If Homes had been cast not as a detective, but as an academic, the stories would not have worked: He probably would have only solved one mystery and having written this up as his Ph.D. thesis would then have perhaps decided to turn it into a book. Or it might serve as material for a number of lectures and subsequent papers on the same theme. His ambition and drive might have been expressed by seeking tenure at some university; he might have become involved in various forms of academic empire building and the last thing you would expect him to say about anything would be, "I don't know, it is a mystery." He might also assume some sort of moral high ground saying that everything he does is for the public good. When the press reports on any of his work he would be written as the sage passing down (unexplained) expert opinion to the masses. The masses, however, will soon tire of this and seek out mysteries for themselves, instead.

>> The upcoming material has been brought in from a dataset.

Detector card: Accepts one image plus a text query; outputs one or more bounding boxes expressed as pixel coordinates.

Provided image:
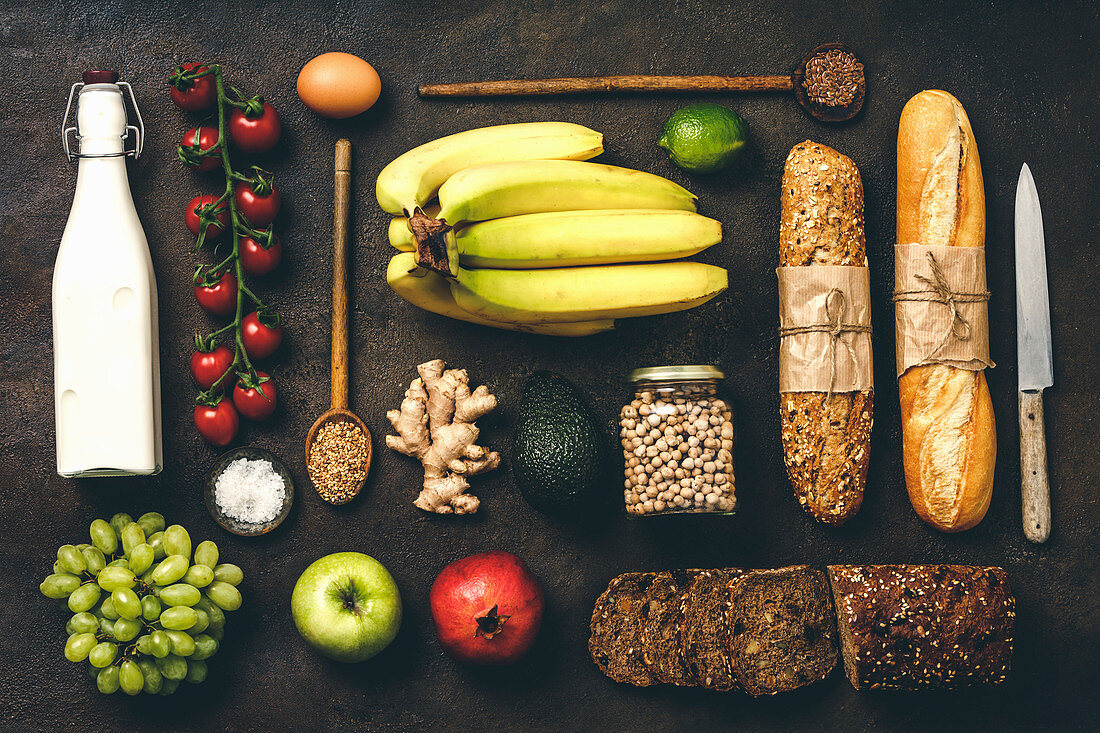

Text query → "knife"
[1016,163,1054,543]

So we see television programs about aliens instructing the Egyptians on how and why to build the pyramids, or pre-Columbian texts that seem to suggest the world should have ended in 2012, or lost continents inhabited by sages. Up until recently, I attributed such programs as an unwillingness to accept that the human being is capable of many wonders and the idea that such knowledge must then have come only from God, or from advanced aliens who travelled millions of miles across space in order to teach human beings how to build big earth or stone monuments.

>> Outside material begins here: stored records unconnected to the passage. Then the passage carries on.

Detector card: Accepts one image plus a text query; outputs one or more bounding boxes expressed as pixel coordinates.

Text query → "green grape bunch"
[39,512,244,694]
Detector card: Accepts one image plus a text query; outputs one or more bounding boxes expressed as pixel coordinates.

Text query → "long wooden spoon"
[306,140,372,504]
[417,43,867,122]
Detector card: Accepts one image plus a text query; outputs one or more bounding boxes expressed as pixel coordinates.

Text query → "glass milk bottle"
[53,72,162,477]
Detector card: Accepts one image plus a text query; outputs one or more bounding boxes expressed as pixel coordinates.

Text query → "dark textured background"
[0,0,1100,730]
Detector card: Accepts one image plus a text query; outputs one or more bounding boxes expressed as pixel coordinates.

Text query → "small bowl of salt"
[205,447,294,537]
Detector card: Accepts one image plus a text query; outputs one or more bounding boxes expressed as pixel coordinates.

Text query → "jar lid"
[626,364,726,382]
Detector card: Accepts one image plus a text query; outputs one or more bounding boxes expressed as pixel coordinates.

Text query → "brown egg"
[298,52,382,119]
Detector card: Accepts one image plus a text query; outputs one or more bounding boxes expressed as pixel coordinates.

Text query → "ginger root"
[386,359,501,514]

In the Sherlock Holmes stories, the role and function of the "academy" is served by Inspector Lestrade who rarely strays from the dogma of his position. In our world, the truly great academics survive in spite of the university, not for it. They not only reveal what remains as mystery, but inspire others to look for themselves and seek new ways in which to do this. I know a number of such people. Of course they are in the minority and most people do not find them. I have said that my study of Coriosolite coins took me about ten years. What I don't think I have mentioned in print before is that it also took my about ten years just to find my subject. I could have written many things about Celtic coins that were already known by a few; I could have been a popularizer of the subject. If I had been an academic, I might have chosen to get lots of papers published by journals for career purposes. None of that interested me. I wanted a real mystery to solve. Nowadays, I hope to inspire others to do the same. Sharing the mystery is more important, I think, than sharing the solution. Of course the mysteries would be solved quicker if more people were working on it. Fortunately, there is always another one waiting around the corner if you don't get hung up with those already solved.